As it was when she crossed over into mainstream filmmaking — most notably as the screenplay writer for American Psycho, an unpredictable gig for Turner as, she stresses, “I really hate scary movies.”
Turner was working on The Notorious Bettie Page, again with Harron, when the director asked her to consider doing the screenplay for the Ellis adaptation. “She said, ‘I know you’re going to hate this book, but I think we can make a smart movie,” recalls Turner; she agreed to be co-writer with Harron — an ironic twist, considering the novel was skewered by critics as being a riot of misogynistic violence.

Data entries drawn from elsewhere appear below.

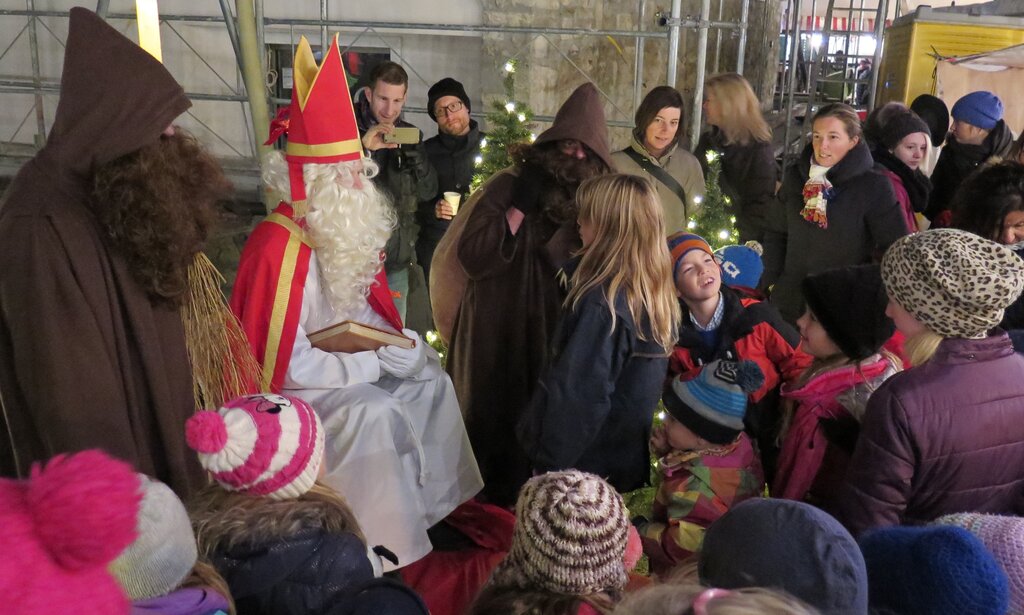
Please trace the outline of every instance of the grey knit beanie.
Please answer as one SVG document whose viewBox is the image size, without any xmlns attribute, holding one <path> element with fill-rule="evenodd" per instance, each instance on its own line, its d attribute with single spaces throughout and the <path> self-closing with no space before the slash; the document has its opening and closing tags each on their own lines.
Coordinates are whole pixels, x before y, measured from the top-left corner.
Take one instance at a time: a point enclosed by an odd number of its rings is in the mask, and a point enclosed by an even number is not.
<svg viewBox="0 0 1024 615">
<path fill-rule="evenodd" d="M 889 297 L 943 338 L 980 340 L 1024 290 L 1024 260 L 966 230 L 906 235 L 882 258 Z"/>
<path fill-rule="evenodd" d="M 630 521 L 615 489 L 585 472 L 550 472 L 519 491 L 512 548 L 489 584 L 585 596 L 626 586 Z"/>
<path fill-rule="evenodd" d="M 166 596 L 188 576 L 199 557 L 188 513 L 171 488 L 139 474 L 138 536 L 111 572 L 132 600 Z"/>
</svg>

Still, theirs would be the seventh and final attempt at a screenplay draft, says Turner, who notes that they “aggressively did not read any of the other attempts until we were done. And then we read Brett's draft, which is hilarious, because it ends … in Patrick Bateman doing a musical number.”
She and Ellis recently discussed on his podcast the enduring legacy it has been for both of them. “He was like, ‘Is this going to be on my gravestone?’” says Turner, who has felt similarly attached to the project for two decades now. It’s brought a mix of emotions and experiences — including the response from men who are often incredulous to learn she was the writer.
“‘You wrote American Psycho?’ Like, I’m a weird, weird woman who would claim that without it being true,” she says, laughing. “How crazy do you have to be to claim to have written that movie? What kind of bro sort of cred are you trying to get?” Besides, she notes about that reaction, “I’m like, ‘Yeah, here we are, right in the toxic masculinity that it was writing about!’”
Then, Turner says, men will more often than not start quoting the film to her. “And then they say, ‘I am Patrick Bateman.’ And this where I used to get freaked out, and then I got really excited, because that means that the entire population of people — and by that, I mean men, who we were sending up — actually love it,” she says, “which is the most incredible, meta-accomplishment that I can ever f***ing imagine.”